Jurisprudentie
AY7002
Datum uitspraak2006-08-22
Datum gepubliceerd2007-07-19
RechtsgebiedStraf
Soort ProcedureHerziening
Instantie naamHoge Raad
Zaaknummers01388/06 H
Statusgepubliceerd
Datum gepubliceerd2007-07-19
RechtsgebiedStraf
Soort ProcedureHerziening
Instantie naamHoge Raad
Zaaknummers01388/06 H
Statusgepubliceerd
Indicatie
Herziening.
Uitspraak
22 augustus 2006
Strafkamer
nr. 01388/06 H
SM
Hoge Raad der Nederlanden
Arrest
op een aanvrage tot herziening van een in kracht van gewijsde gegaan vonnis van de Economische Politierechter in de Rechtbank te Middelburg van 10 juni 2002, nummer 12/039190-01, ingediend door mr. F.J. Koningsveld, advocaat te Breda, namens:
[aanvrager], geboren te [geboorteplaats] op [geboortedatum] 1954, wonende te [woonplaats].
1. De uitspraak waarvan herziening is gevraagd
De Economische Politierechter heeft de aanvrager ter zake van "medeplegen van opzettelijk overtreden van een voorschrift gesteld bij artikel 8.1 lid 1 aanhef onder a van de Wet milieubeheer, begaan door een rechtspersoon" veroordeeld tot een geldboete van € 25.000,-, subsidiair 130 dagen hechtenis, waarvan € 20.000,-, subsidiair 120 dagen hechtenis, voorwaardelijk, met een proeftijd van twee jaren, met als bijzondere voorwaarde dat de aanvrager zal voldoen "aan al hetgeen in de dwangsombeschikking van de gemeente aan [A] vermeld staat".
2. De aanvrage tot herziening
De aanvrage tot herziening is aan dit arrest gehecht en maakt daarvan deel uit.
3. Beoordeling van de aanvrage
3.1. Als grondslag voor een herziening kunnen, voorzover hier van belang, krachtens het eerste lid, aanhef en onder 2° van art. 457 Sv slechts dienen een of meer door een opgave van bewijsmiddelen gestaafde omstandigheden die bij het onderzoek op de terechtzitting niet zijn gebleken en die het ernstig vermoeden wekken dat, waren zij bekend geweest, het onderzoek der zaak zou hebben geleid hetzij tot vrijspraak van de veroordeelde, hetzij tot ontslag van rechtsvervolging, hetzij tot niet-ontvankelijkverklaring van het openbaar ministerie, hetzij tot toepasselijkverklaring van een minder zware strafbepaling.
3.2. Art. 459 Sv schrijft voor dat de aanvrage tot herziening inhoudt de omstandigheid als hiervoor bedoeld, waarop zij steunt, en verder een opgave bevat van de bewijsmiddelen waaruit van die omstandigheid kan blijken.
3.3. Het in de aanvrage gestelde - te weten dat de gemeente de hiervoor onder 1 genoemde beschikking heeft herzien, in die zin dat zij heeft bepaald dat de aanvrager zelf ervoor dient te zorgen dat de verontreinigde grond wordt afgevoerd, hetgeen meebrengt dat de aanvrager "niet meer kan en behoeft te voldoen aan de bijzondere voorwaarde" die is gesteld in voormeld vonnis - behelst niets wat kan worden aangemerkt als een beroep op omstandigheden als hiervoor onder 3.1 vermeld.
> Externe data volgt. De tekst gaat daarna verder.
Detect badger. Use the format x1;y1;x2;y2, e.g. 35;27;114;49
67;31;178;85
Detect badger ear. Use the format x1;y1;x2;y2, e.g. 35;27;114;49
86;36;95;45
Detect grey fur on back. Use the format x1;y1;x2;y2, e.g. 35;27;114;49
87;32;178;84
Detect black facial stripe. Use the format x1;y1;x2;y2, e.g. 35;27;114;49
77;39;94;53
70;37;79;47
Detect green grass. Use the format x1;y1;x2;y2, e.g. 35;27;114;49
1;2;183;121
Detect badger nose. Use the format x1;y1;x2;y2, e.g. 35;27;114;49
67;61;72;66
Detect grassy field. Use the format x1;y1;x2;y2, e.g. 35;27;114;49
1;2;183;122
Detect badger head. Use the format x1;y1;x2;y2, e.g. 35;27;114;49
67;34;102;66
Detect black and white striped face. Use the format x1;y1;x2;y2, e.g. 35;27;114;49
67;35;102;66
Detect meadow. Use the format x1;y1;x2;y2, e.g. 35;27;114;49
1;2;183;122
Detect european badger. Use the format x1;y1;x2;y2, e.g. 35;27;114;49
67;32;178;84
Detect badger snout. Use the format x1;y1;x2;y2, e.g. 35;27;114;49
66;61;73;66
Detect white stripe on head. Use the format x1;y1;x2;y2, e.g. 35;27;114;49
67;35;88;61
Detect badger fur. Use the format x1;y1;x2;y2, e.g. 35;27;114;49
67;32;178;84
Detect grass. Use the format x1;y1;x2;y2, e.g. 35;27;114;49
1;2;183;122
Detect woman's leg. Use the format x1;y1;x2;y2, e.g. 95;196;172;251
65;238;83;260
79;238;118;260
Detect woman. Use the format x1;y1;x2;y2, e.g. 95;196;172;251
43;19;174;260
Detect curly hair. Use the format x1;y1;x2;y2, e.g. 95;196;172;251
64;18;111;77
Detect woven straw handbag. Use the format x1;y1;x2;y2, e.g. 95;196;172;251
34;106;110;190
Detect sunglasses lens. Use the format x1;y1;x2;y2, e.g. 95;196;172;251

De aanvrage kan daarom, gelet op de art. 459 en 460 Sv, niet worden ontvangen.
4. Beslissing
De Hoge Raad verklaart de aanvrage niet-ontvankelijk.
Dit arrest is gewezen door de vice-president C.J.G. Bleichrodt als voorzitter, en de raadsheren A.J.A. van Dorst en J. de Hullu, in bijzijn van de waarnemend griffier J.D.M. Hart, en uitgesproken op 22 augustus 2006.